The first day I spent not believing the bug. That's an honest description. Intermittent, low-rate, cross-request data bleed feels like a caching layer doing something clever, so I went and read the cache config, found nothing, and convinced myself it was a CDN edge serving a stale response. It wasn't. The responses had no-cache headers all the way down and I'd checked them an hour earlier and then forgotten.

The wasted day did produce one useful thing. I added a request ID, generated at ingress, carried through every layer, and stamped on every log line. If a response was going to come back with the wrong data, I wanted to be able to prove which two requests had got tangled.

Day two: the log line that lied

With request IDs in place I caught a tangled pair. Request A returned data clearly belonging to request B, and the timestamps showed they'd been in flight at the same moment. So far, so race.

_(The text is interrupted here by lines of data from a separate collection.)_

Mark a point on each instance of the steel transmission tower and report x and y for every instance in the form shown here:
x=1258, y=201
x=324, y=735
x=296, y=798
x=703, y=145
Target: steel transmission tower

I went looking in the obvious place: a struct we passed down into the handler. I added a log line at the point we populated it.

log.Printf("req=%s populated user=%s", reqID, ctx.User.ID)

The logs were clean. Every request populated its own struct with its own user. No overlap. I stared at this for most of an afternoon, because the logs said the bug could not exist and the responses said it did. One of them was wrong, and logs feel authoritative, so I doubted the responses again. That cost me hours.

The log line wasn't lying about what it printed. It was lying by omission. It logged the user we put in. It said nothing about what we read back out further down, and the gap between those two events was exactly where the damage was.

A diff highlighting a shared buffer

Day three: the shared thing

The third morning I stopped trusting any single point and instrumented the read side as well as the write side, logging the pointer address alongside the request ID.

log.Printf("req=%s read user=%s ptr=%p", reqID, u.ID, u)

And there it was, plain as anything. Two different request IDs, same pointer address. They were reading and writing the same object.

The cause was a pool. We'd added a sync.Pool for these structs months earlier to cut allocation pressure, which it did, very effectively. The rule with a pool is that you return the object when you're done and you do not touch it afterwards. Somewhere in a refactor, a deferred function had ended up holding a reference to the struct and reading from it after it had been put back into the pool and handed to the next request. Under light load the window was too small to ever collide. Under production load, one in fifty thousand requests landed inside it.

The fix was three lines: stop returning the object to the pool until the deferred work had genuinely finished, which meant moving the Put to the very end of the call rather than where it read tidily. Less elegant. Correct.

The corrected lifecycle, drawn out

What I'd tell myself on day one

Two things would have saved me two days.

First, when logs and behaviour disagree, the logs are incomplete before they're wrong. I logged the write and trusted it to describe the read. A pointer address in the log line from the start would have ended this on day one. I now reach for %p early whenever I suspect shared state, and I feel slightly foolish that I don't do it by default.

Second, a race that only appears under load wants to be reproduced under load, not stared at under none. I eventually wrote a small loop that hammered the handler from a few hundred goroutines and ran it under go test -race, and the race detector caught it in under a second. I could have written that loop on the morning of day one. I wrote it on the afternoon of day three, after I already knew the answer, mostly to prove to myself I'd actually fixed it.

The data bleed has not recurred. The request ID stayed, the load test stayed in the suite, and I kept the pool. Pools are fine. It's the assumption that an object is yours after you've given it back that gets you.